In the minimal yet beautifully conceived production by director Lileana Blain-Cruz, those elements flow in poetic simplicity. She emphasizes the duality of the story – the giddy, bumpy mature love match between Beatrice and Benedict (Christiana Clark and Donforth Comins), contrasted with the fantastic fire-and-ice romance between Claudio and Hero (Carlo Albán and Leah Anderson). The young lovers’ plot line carries as much tragedy in it as love, and darkness continually hovers over the production despite the ridiculous verbal buffoonery from the constable Dogberry and his minions.
Exceptional performances are turned in by the leads along with the magisterial Jack Willis as Leonato and Rex Young as Dogberry. The graceful direction benefits from terrific music and elegant dance and movement sequences.
Angus Bowmer Theatre (through July 9)
Sometimes there’s a tense story that continually and intentionally upends what we thought we knew. This Bill Rauch-directed production is just that.
Set in a moody, closeted Victorian England, the story of orphan Sue Tinder, raised in a den of petty thieves, cleverly twists and turns with its stunning reversals stealing the show. Alexa Junge’s tighly knit play, based on Sarah Waters’ 2002 novel (there is a 2005 BBC miniseries as well), revels in a knowing theatricality.
The strong ensemble is led by Sara Bruner as Sue, Erica Sullivan as Maud Lilly and Elijah Alexander as Richard “Gentleman” Rivers.
“Guys and Dolls”
Angus Bowmer Theatre (through Nov. 1)
Frank Loesser’s great musical carries the subtitle “A Musical Fable of Broadway,” but this is no backstage story. A fable, certainly, this classic of American musical theater gets its due here.
The piece is an entirely rose-colored look at gangsters and gambling with an unlikely love story tucked in as a co-centerpiece. The “honest” gambler Sky Masterson (Jeremy Peter Johnson) falls for an earnest Salvation Army sergeant, Sarah Brown (Kate Hurster).
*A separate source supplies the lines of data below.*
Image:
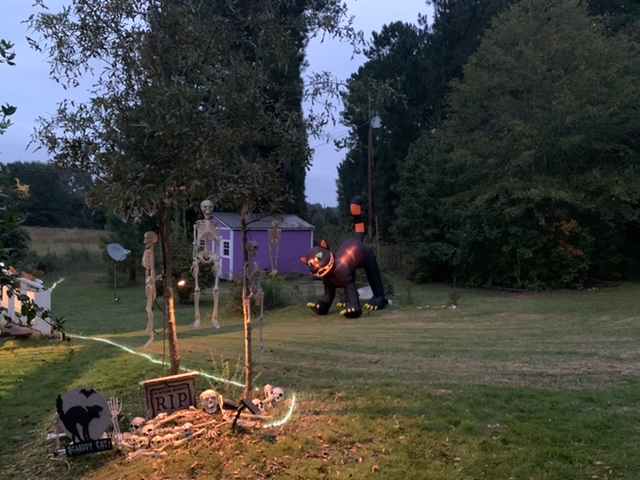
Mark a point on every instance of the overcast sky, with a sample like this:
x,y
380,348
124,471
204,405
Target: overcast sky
x,y
27,85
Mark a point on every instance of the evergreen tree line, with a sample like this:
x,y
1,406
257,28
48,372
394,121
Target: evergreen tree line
x,y
510,141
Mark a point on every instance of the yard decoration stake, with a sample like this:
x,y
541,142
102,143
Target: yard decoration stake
x,y
149,264
246,307
206,241
254,286
274,246
337,270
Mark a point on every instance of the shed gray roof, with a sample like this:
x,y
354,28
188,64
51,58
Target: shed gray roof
x,y
287,222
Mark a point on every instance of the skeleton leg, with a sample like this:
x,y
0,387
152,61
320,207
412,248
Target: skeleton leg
x,y
195,270
216,298
151,297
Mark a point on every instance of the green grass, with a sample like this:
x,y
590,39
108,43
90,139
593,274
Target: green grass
x,y
508,386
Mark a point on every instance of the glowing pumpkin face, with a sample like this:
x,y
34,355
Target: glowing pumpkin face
x,y
319,260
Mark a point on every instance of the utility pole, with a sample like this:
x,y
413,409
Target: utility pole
x,y
370,214
374,122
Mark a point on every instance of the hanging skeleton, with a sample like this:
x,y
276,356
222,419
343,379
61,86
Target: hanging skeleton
x,y
255,294
274,246
149,264
206,241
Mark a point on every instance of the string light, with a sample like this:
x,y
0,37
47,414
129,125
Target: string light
x,y
155,361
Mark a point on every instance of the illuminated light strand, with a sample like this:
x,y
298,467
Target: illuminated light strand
x,y
286,418
155,361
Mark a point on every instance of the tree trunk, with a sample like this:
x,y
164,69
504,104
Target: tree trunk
x,y
169,290
370,181
133,269
246,309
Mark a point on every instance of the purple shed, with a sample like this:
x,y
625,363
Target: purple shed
x,y
295,241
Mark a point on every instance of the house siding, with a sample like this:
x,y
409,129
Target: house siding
x,y
293,245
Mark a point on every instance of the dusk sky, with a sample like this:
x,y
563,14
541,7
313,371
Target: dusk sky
x,y
27,85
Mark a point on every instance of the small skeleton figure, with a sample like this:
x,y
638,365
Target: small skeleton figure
x,y
149,264
274,246
206,241
136,425
115,407
272,395
210,402
254,286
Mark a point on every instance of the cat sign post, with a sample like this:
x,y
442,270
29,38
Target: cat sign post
x,y
85,416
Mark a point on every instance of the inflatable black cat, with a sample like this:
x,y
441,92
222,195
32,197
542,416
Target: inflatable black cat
x,y
338,270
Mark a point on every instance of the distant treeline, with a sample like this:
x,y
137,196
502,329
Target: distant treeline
x,y
509,150
57,198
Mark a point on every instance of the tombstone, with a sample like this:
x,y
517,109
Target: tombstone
x,y
168,394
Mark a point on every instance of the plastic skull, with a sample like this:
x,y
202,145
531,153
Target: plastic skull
x,y
268,389
157,441
277,394
136,424
209,401
206,207
147,430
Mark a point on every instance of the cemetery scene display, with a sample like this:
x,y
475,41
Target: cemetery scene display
x,y
319,240
89,424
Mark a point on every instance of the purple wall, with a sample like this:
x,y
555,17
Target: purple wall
x,y
293,244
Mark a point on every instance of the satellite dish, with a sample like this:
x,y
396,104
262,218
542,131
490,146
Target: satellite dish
x,y
117,252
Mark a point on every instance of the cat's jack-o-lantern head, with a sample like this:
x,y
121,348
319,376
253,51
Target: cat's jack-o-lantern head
x,y
320,260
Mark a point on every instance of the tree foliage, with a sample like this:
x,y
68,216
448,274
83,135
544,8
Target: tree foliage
x,y
405,80
532,181
7,55
192,103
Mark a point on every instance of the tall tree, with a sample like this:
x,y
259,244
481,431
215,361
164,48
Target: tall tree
x,y
186,107
7,55
532,182
405,80
58,196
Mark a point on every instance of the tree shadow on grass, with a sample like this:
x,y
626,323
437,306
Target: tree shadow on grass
x,y
29,409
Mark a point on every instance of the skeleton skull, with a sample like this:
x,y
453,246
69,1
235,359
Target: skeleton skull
x,y
258,403
157,441
277,394
209,401
147,430
136,424
267,392
206,207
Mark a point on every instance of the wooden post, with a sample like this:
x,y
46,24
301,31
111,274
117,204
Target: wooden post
x,y
169,290
246,309
370,181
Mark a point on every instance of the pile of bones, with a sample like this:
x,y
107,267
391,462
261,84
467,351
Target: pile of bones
x,y
152,437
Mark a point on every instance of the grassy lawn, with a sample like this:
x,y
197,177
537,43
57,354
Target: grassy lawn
x,y
508,386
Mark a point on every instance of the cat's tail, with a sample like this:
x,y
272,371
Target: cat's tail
x,y
59,407
357,213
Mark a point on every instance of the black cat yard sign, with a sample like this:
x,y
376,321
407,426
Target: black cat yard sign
x,y
85,416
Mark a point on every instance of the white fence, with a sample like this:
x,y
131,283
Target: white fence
x,y
12,306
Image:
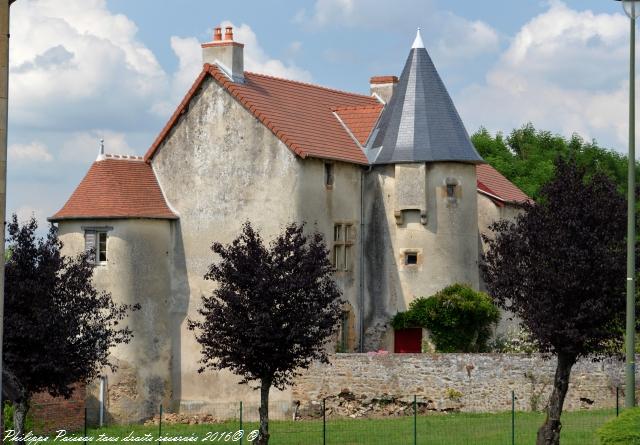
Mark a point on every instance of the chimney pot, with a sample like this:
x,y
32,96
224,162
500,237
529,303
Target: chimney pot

Also unlikely is the pairing of relatively traditional mainstream material with director Mary Zimmerman, who is known as a visionary creator of hyper-theatrical spectacles (“Metamorphoses,” “Arabian Nights,” “The Notebooks of Leonardo da Vinci”). Zimmerman strips down the production trappings and focuses on Damon Runyon’s outsized characters and comedy from both Loesser’s songs and the book by Jo Swerling and Abe Burrows. Scenic designer Daniel Osting’s ingenious touch involves shifting the angle and placement of the mission facade to reorient the interior where much of the action takes place.
Besides terrific singing from the leads, the OSF veteran Robin Goodrin Nordli again shows there’s nothing she can’t do, as Miss Adelaide opposite Rodney Gardiner’s perpetually harried Nathan Detroit.
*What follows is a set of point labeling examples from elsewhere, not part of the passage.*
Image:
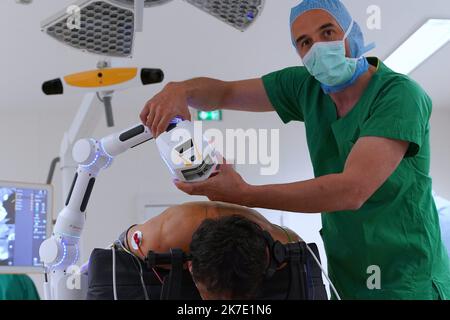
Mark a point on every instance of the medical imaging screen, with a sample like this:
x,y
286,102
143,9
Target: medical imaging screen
x,y
23,225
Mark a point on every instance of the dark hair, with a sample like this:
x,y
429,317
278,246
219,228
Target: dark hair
x,y
229,256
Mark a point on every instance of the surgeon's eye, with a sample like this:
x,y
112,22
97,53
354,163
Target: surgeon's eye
x,y
328,34
305,43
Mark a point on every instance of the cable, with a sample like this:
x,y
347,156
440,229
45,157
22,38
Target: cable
x,y
324,273
138,266
114,273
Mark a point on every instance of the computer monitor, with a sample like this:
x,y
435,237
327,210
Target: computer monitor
x,y
25,221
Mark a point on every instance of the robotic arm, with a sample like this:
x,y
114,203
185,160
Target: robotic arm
x,y
60,252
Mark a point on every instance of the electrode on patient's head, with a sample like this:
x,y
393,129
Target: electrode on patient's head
x,y
136,240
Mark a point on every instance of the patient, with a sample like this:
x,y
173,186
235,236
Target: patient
x,y
229,253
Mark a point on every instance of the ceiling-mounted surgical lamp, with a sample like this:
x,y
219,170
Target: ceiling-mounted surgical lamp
x,y
108,27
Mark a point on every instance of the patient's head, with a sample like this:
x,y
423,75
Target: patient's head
x,y
229,258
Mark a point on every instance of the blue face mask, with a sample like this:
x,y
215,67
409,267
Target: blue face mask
x,y
327,62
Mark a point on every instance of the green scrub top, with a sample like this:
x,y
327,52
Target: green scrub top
x,y
17,287
397,229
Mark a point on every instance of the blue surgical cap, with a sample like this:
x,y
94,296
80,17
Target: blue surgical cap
x,y
340,13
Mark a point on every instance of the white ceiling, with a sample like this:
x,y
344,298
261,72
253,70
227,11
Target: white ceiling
x,y
186,43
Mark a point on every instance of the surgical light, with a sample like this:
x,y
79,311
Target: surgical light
x,y
108,27
426,41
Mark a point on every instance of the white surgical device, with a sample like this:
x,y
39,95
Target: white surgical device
x,y
60,252
189,157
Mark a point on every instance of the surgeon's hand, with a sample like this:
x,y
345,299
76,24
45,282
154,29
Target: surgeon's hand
x,y
163,107
225,185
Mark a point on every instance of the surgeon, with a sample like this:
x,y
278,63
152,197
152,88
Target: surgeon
x,y
368,132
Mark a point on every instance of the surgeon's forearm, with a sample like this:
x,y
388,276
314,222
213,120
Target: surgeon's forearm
x,y
325,194
205,93
211,94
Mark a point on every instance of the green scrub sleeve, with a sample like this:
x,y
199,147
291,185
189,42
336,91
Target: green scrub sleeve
x,y
401,112
284,90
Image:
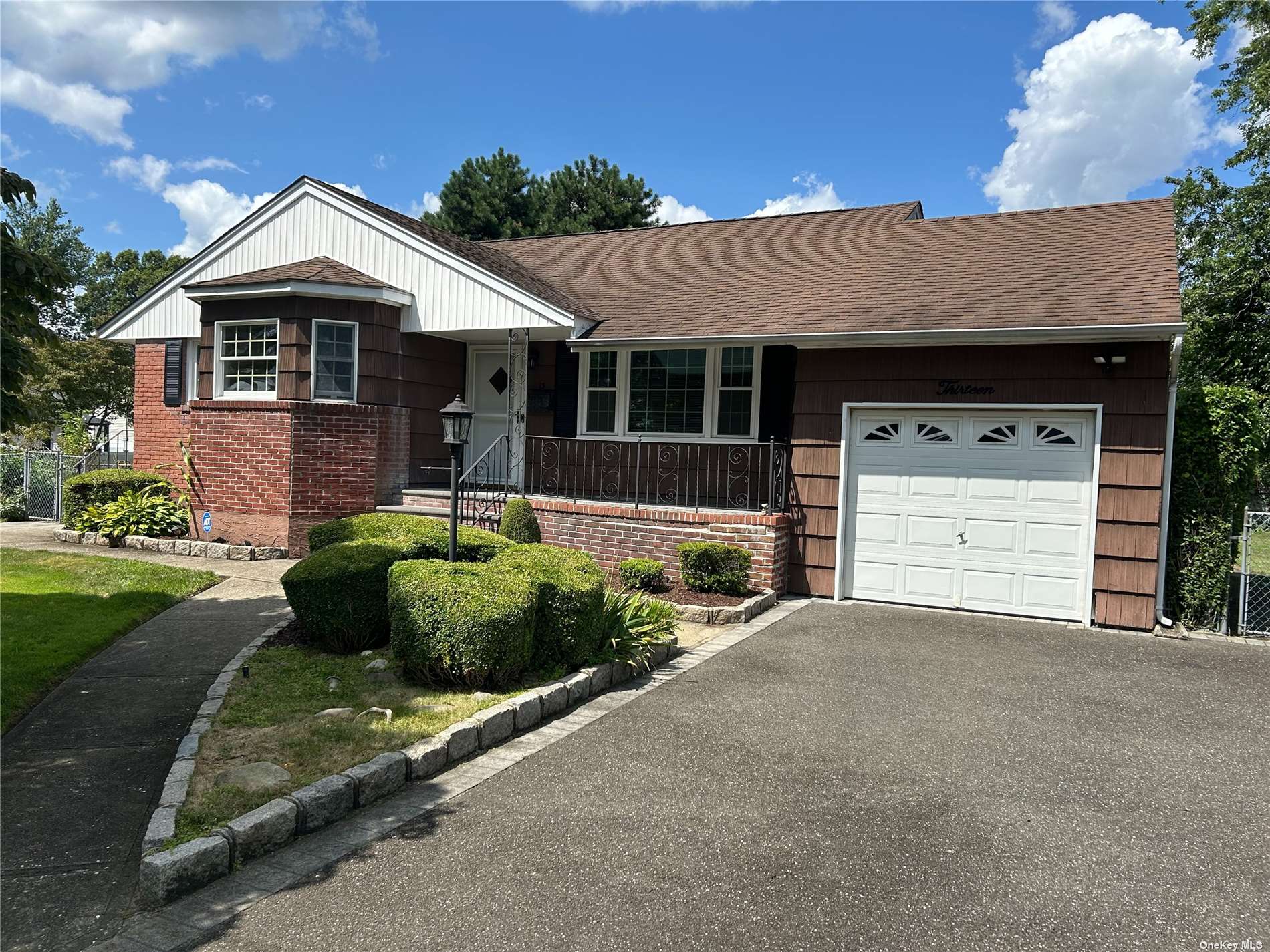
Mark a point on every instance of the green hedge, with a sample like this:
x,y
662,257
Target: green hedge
x,y
713,567
643,574
461,622
102,486
520,523
340,593
568,627
1219,440
426,537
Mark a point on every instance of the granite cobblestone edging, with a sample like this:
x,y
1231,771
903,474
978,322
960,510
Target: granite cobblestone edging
x,y
166,875
174,546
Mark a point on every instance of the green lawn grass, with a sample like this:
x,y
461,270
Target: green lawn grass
x,y
57,611
269,716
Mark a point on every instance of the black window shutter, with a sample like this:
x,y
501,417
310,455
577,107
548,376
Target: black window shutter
x,y
173,372
567,393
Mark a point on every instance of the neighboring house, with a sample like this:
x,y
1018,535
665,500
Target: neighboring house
x,y
955,412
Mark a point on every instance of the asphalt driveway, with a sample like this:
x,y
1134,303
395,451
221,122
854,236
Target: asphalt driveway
x,y
852,777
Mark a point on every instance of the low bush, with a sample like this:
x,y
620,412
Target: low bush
x,y
149,512
643,574
340,593
713,567
426,537
634,625
571,602
13,506
461,622
520,523
102,486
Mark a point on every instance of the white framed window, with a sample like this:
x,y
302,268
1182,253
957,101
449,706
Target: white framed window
x,y
247,359
694,393
334,355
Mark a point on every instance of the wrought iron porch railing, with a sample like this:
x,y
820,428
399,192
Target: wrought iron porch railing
x,y
743,476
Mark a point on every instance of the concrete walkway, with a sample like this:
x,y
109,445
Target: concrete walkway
x,y
82,774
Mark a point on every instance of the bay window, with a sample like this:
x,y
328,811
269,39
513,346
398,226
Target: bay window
x,y
247,359
701,393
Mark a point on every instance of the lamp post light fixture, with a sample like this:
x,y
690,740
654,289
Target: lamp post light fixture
x,y
457,422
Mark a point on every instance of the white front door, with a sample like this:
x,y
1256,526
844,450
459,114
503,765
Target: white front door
x,y
986,509
489,389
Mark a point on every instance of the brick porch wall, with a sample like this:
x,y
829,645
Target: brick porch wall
x,y
612,533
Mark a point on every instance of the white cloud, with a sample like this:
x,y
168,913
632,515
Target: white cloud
x,y
1054,21
76,106
431,203
12,150
209,210
1109,111
815,197
672,211
148,173
210,164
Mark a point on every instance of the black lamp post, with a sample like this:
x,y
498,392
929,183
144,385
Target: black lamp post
x,y
457,420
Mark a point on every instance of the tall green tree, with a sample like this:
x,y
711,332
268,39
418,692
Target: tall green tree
x,y
29,282
1246,87
497,197
488,198
45,230
592,196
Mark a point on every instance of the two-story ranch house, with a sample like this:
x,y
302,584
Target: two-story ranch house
x,y
968,413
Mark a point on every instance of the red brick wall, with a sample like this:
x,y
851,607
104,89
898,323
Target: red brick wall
x,y
156,428
612,533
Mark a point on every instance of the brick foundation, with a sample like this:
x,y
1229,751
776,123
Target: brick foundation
x,y
612,533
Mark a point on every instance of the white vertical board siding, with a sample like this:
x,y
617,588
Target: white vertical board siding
x,y
444,299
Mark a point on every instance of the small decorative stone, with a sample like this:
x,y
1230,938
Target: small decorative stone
x,y
336,712
254,778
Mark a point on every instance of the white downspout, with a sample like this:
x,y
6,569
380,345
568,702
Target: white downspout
x,y
1174,358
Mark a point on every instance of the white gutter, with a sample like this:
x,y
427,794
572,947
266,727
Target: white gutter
x,y
912,338
1174,358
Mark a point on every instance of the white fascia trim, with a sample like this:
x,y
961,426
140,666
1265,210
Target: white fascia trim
x,y
914,338
283,201
303,289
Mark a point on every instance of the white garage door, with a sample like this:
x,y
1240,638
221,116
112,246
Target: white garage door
x,y
987,510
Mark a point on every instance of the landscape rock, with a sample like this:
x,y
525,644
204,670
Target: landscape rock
x,y
379,777
258,777
497,724
174,872
324,801
461,739
265,830
426,758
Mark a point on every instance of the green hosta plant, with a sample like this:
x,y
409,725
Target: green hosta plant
x,y
635,623
148,512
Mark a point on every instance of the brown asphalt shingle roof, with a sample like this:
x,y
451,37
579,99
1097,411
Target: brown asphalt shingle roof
x,y
324,271
870,269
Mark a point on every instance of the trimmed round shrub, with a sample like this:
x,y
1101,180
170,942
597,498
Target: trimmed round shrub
x,y
461,622
424,536
568,627
519,522
643,574
340,593
102,486
713,567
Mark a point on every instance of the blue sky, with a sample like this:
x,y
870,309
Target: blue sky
x,y
159,125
The Thomas Theatre (through Nov. 1)
Director Joseph Haj has created a funny, sensual “Pericles,” which revels in modern sensibilities and multi-media enhancements. One of Shakespeare’s most popular plays in Elizabeathan and Jacobean times, the romance blends tragedy, comedy and magic in a crowd-pleasing adventure.
Presented as a story re-told through narrator Gower, the tribulations of Wayne T. Carr’s guileless prince Pericles take on an epic quality. Haj makes stunning use of Jan Chambers’ elegant multitiered set along with the transformative video and projections by Francesca Talenti. The abundant music by Jack Herrick works well, though a couple songs feel trite and obvious.
The cast shines as onstage musicians and multicharacter performers, with standout performances by Brooke Parks, Jennie Greenberry, U. Jonathan Toppo and Barzin Akhavan.